La Tunisie est exposée, par déviation, au mal ayant frappé la Libye, un mal indéfinissable encore et dont les débouchées demeurent inconnues. L’issue reste donc improbable, mais notre pays la subira, incontestablement.Une équation à deux inconnues que celle que connaît la Tunisie, celle d’un mal étranger à sa volonté et celle d’un autre inhérent à l’avenir politique qui s’y dresse. Entre conflits « inter-partis » et conflits « intra-partis », la scène politique tunisienne sombre dans un flou qui profitera, à coup sûr, à ceux qui doivent se délecter en observant nos démocrates sombrer. Le mal est là et les efforts se concentrent ailleurs. Malgré la grogne, la machine continue d’avancer.

Ben Ali et son appareil de communication avaient rempli de mots un système vide de sens. Des valeurs telles que la liberté d’expression, la pluralité, les droits de l’Homme y étaient inexistants en pratique et, pourtant, les termes les désignant étaient employés à profusion, dans un discours maniant machiavéliquement, la langue de bois. Les institutions d’après révolution ont perverti, à leur tour, les nobles valeurs auxquelles aspirait le peuple. Ils ont vidé de leurs sens des mots pourtant scandés spontanément par ceux qui sont sortis chasser la dictature.

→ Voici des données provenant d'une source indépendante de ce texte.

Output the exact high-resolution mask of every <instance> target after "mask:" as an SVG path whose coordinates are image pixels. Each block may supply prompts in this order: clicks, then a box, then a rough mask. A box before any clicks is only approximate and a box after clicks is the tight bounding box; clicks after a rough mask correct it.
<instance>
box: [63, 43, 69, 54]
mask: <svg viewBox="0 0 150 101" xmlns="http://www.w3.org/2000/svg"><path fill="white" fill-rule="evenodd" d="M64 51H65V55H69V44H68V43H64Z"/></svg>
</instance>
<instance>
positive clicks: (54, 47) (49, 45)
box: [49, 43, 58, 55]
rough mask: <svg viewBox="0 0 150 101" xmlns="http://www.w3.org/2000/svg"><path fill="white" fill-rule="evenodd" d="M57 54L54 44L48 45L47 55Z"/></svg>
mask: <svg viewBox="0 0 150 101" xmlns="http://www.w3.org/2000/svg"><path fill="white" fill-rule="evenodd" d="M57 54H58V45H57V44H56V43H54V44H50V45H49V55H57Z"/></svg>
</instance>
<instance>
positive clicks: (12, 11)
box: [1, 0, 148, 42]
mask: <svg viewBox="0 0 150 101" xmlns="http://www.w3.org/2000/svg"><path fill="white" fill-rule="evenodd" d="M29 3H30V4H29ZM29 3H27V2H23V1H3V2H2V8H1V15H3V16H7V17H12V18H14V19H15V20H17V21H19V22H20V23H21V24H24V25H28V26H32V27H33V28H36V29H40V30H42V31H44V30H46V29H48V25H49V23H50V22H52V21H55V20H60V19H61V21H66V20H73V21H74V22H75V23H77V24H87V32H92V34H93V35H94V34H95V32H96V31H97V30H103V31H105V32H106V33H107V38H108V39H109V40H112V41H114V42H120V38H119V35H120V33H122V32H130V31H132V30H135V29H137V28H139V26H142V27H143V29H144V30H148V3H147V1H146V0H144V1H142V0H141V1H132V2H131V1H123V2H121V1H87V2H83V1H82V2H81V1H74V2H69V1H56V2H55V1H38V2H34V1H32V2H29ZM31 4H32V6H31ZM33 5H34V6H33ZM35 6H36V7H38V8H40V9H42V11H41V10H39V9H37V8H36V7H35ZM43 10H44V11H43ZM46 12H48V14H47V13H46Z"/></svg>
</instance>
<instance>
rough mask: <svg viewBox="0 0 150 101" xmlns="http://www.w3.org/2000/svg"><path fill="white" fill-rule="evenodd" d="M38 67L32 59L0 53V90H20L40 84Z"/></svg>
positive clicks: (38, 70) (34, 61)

Dignité, on en usera, indignement, malgré des outrages qui continuent. Vérité, on en abusera, pour mentir aux désabusés que nous sommes.
Vérité et dignité, des deux on fera une Instance. Le tout a été voté, hier, malgré la contestation et les défaillances relevées. Des recours ont été déposés contre 6 noms présents dans les listes et représentant un écart quant aux normes mises en place dans la sélection. La présence de Sihem Ben Sedrine, ou encore Khémaïes Chammari, a été décriée par beaucoup. Epinglée au sujet de ses revenus et critiqué pour son ancienne proximité avec le système Ben Ali, les deux noms gênent plusieurs observateurs et militants des libertés.

Pourtant le 15 mai, la commission de tri des candidatures à l’instance Vérité et Dignité a rejeté l’ensemble des recours. Une majorité s’élevant à 98 voix (23 contre et 4 votes blancs) accordera aux 15 personnes, désormais membres de ladite Instance, un droit de regard sur les violations commises par l’ancien régime. Principal outil de la Justice transitionnelle, l’Instance de la Vérité et de la Dignité sera en charge d’indemniser les victimes et de mettre en place la conciliation nationale.

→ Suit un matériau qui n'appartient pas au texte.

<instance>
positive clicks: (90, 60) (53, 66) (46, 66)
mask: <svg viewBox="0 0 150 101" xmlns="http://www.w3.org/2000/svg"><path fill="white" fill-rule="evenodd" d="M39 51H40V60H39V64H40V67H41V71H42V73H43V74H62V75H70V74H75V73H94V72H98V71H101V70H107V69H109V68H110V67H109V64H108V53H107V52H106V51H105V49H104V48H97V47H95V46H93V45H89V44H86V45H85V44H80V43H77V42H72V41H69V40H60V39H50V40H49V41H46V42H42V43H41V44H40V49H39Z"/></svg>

Continue donc sa percée, la rancœur ô combien négative à un pays qui peine à se reconstruire après la dictature. Continuent à couler à flot, les budgets annexes en salaires et en dédommagements qui alourdissent davantage une économie bien chancelante. Continuent à s’ériger en défenseurs des nobles valeurs, ceux qui ne sont pas exempts des contestations. Continue le pervertissement de la langue et des principes qu’elle dit au profit de l’indicible, celui consistant à faire des droits des autres un fonds de commerce pour soi.

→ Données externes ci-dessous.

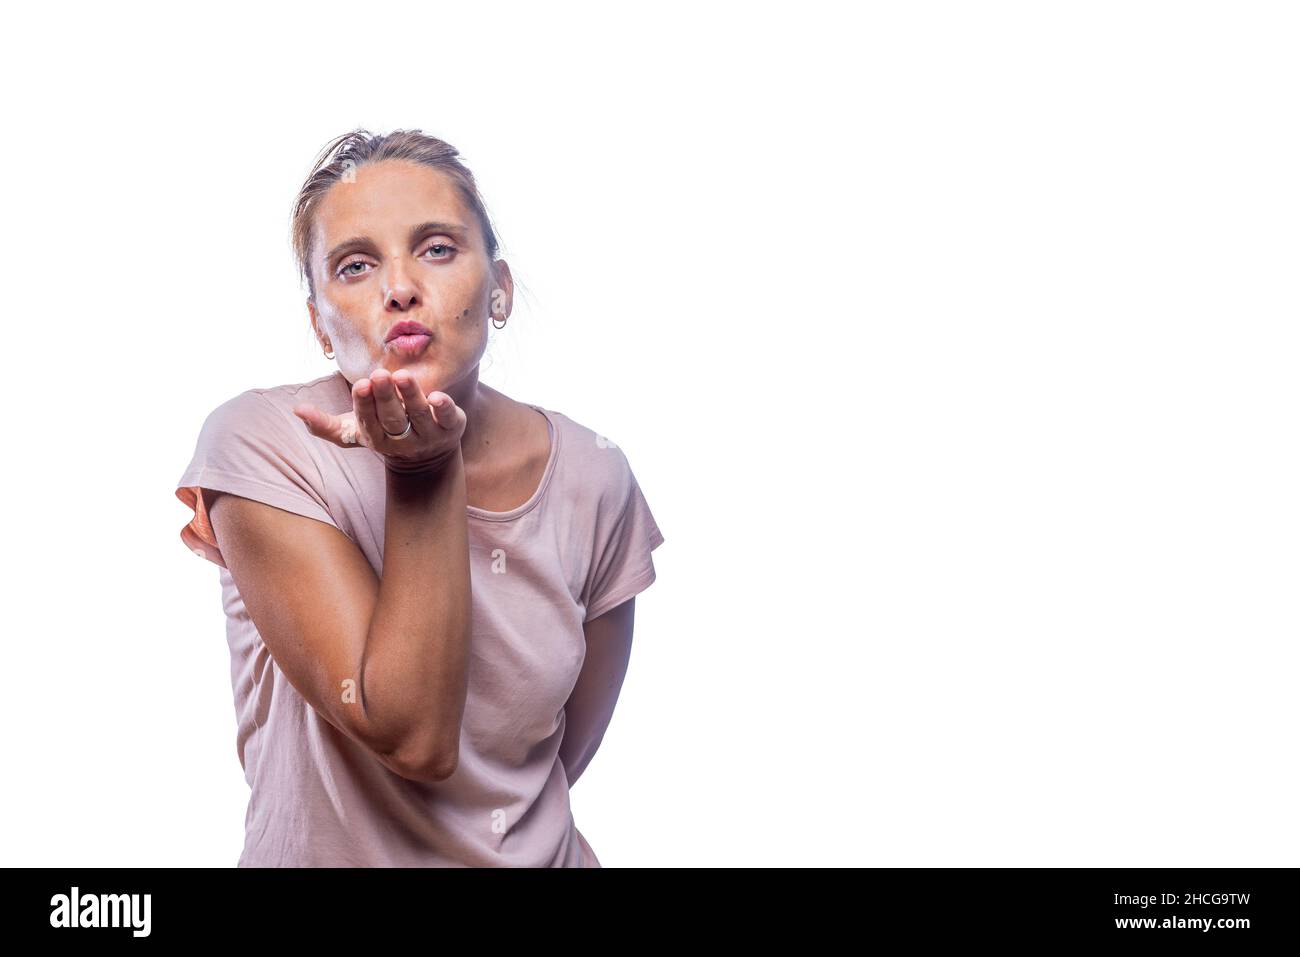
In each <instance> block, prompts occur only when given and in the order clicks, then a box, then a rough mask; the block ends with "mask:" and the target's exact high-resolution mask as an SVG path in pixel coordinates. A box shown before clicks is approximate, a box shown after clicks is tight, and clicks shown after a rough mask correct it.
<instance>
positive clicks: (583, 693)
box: [560, 598, 637, 788]
mask: <svg viewBox="0 0 1300 957" xmlns="http://www.w3.org/2000/svg"><path fill="white" fill-rule="evenodd" d="M636 601H637V599H636V598H629V599H628V601H625V602H623V605H619V606H617V607H614V609H610V610H608V611H606V612H604V614H603V615H601V616H599V618H593V619H591V620H590V622H588V623H586V624H584V625H582V631H584V633H585V635H586V658H585V659H584V662H582V671H581V674H580V675H578V676H577V684H575V685H573V692H572V693H571V694H569V700H568V702H567V703H565V705H564V740H563V741H562V742H560V761H562V762H563V763H564V772H565V775H567V776H568V783H569V787H571V788H572V787H573V783H575V781H576V780H577V779H578V776H581V774H582V771H585V770H586V766H588V765H589V763H590V762H591V758H593V757H595V752H597V749H598V748H599V746H601V740H602V739H603V737H604V731H606V728H608V727H610V719H611V718H612V716H614V706H615V703H617V701H619V692H620V690H621V689H623V677H624V675H627V672H628V661H629V658H630V655H632V625H633V620H634V618H636Z"/></svg>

Avec l’appui attendu de l’Assemblée nationale constituante ayant atteint depuis longtemps sa date de péremption, la nouvelle Instance rendra-t-elle, divinement, justice aux victimes d’injustice par le passé ou à ceux qui continuent encore à l’être ? Injustice, la notion est tellement usitée. Les mots manquent pour donner corps à la souffrance de ceux qui, malgré leur appel à la dignité, continuent à pâtir d’un déséquilibre social les plaçant en-deçà de l’attention. Dignité, cela sonne faux avec les déclarations d’une responsable de l’Institut de protection de l’Enfance qui avance que son organisme ne se charge pas des enfants après leurs décès, pour justifier l’oubli d’un enfant à la morgue des mois durant.

Nous nous sommes désormais habitués à un fait : derrière tout ce qui est pompeux se cache une volonté de dompter et, par les valeurs et les nobles mots qui les disent, s’opère, des fois, la perfidie, celle de tirer profit du mal des autres pour des causes qui ne profiteront qu’à soi.
Dans mon pays où des journalistes continuent à être agressés, où les blessés d’une révolution révolue continuent à souffrir d’un mal visiblement incurable, où les institutions sociales jettent à la morgue des enfants dont elles se disent être à la charge de la vie uniquement et non de la mort, la vérité n’est pas bonne à lire et la dignité demeure à l’état de notion.